30 juin 2008
Le mahalépi mystère d'Andreas Mavrommatis
Tous les bloggeurs culinaires s'y essaient à un moment ou à un autre : copier une recette goûtée au resto, la moderniser, la japoniser, l'auvergnatiser (c'est selon les goûts), la détourner en sucré si elle est salée et inversément. A sa sauce.
Cette fois chers lecteurs, j'ai besoin de concours extérieurs : je recherche la recette du mahalépi.
Cékoiça ?
Une crème onctueuse et légère, servie par Andreas Mavrommatis dans ses restos et traiteurs de cuisine grecque. Légèrement parfumée à la fleur d'oranger, saupoudrée de pistaches grillées.
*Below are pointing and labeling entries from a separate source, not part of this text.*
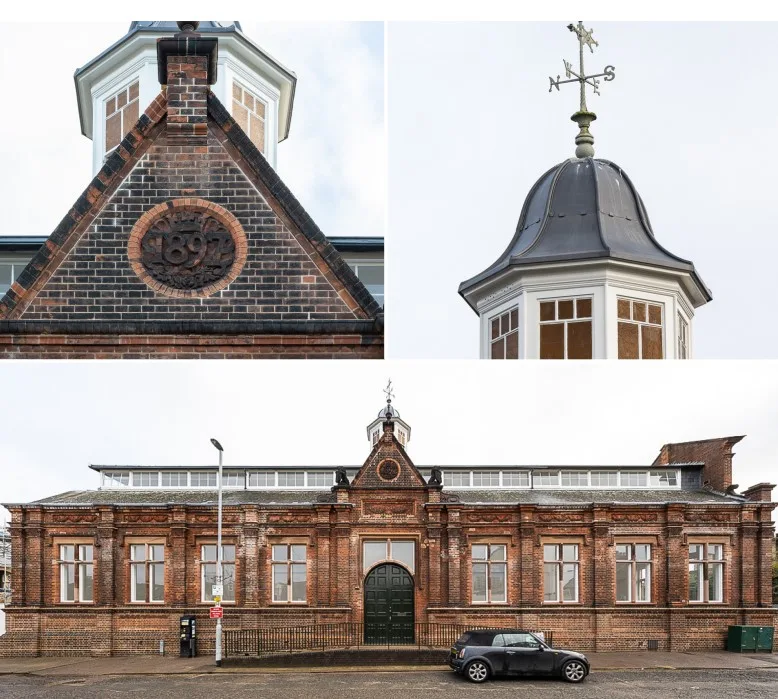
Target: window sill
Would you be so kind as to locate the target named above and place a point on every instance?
(634, 604)
(562, 604)
(147, 603)
(75, 604)
(706, 604)
(289, 604)
(490, 604)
Une tuerie. Un truc de malade.
Mes tentatives diverses ne m'ont pas permis pour l'instant d'obtenir autre chose que des crèmes à la fleur d'oranger pas mal, mais un peu grumeleuses, ou pas assez parfumées, ni onctueuses.
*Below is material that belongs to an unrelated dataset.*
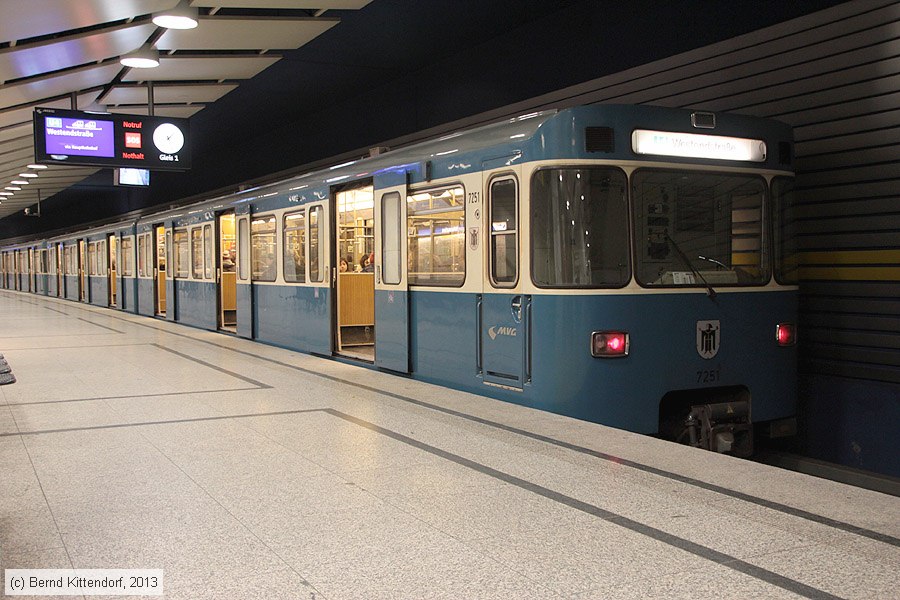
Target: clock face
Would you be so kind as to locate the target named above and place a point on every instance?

Alors que faire : acheter tous les mahalépi du magasin, en planter une partie pour voir si ça pousse ? Louer un microscope et démarrer une culture en frigo ? Invoquer la pythie de Delphes pour savoir si j'y arriverai un jour ? Déposer des offrandes au Louvre, section Grèce antique ? Mais non, bien sûr, faire appel à vous. 
Plutôt que de relayer des chaînes de mails débiles pour perdre trois kilos ou faire baisser le prix du gasoil (comme ça au passage, je recevrai plus ce genre de mails, merci), relayez ma demande... Celui qui me trouve la recette idéale du mahalépi, je l'invite au resto. Tiens, chez Mavrommatis, justement.
Aux délices d'Aphrodite : une jolie taverne lui appartenant, située dans le 5ème arrondissement, sur une petite place calme, près de la rue Monge.
Idéale en été, le retsina claque sur la langue. Pas de cinéma avec les histoires de casser les assiettes et de danser le sirtaki, je précise parce que c’est rare dans les restos grecs de cet arrondissement (Grrrrrrrrr !). Grillades et moussaka parfaites, et de-ci de-là quelques originalités goûtées l'été dernier comme la feta aux légumes confits. Mmmmmmmm !
La morale de cette histoire : si tu envoies ce message à 10 amis tu recevras peut-être une invitation au resto...
19 mai 2008
The wonderful gâteau piqué of the famille Le Vot
La vie parisienne nous empêche parfois de faire ce qu'on a envie. Comme publier des posts sur un blog, par exemple.
Mais chose promise est chose dûe : voici une recette extrêmement précieuse, puisqu'elle va nous permettre de battre à plate couture le crumble des Anglais. Rien que ça.
Avant toute chose, sachez que la réponse au défi lancé Outre-manche ("I don't know how to cook but I make wonderful cakes") nous vient de Bretagne, bien sûr.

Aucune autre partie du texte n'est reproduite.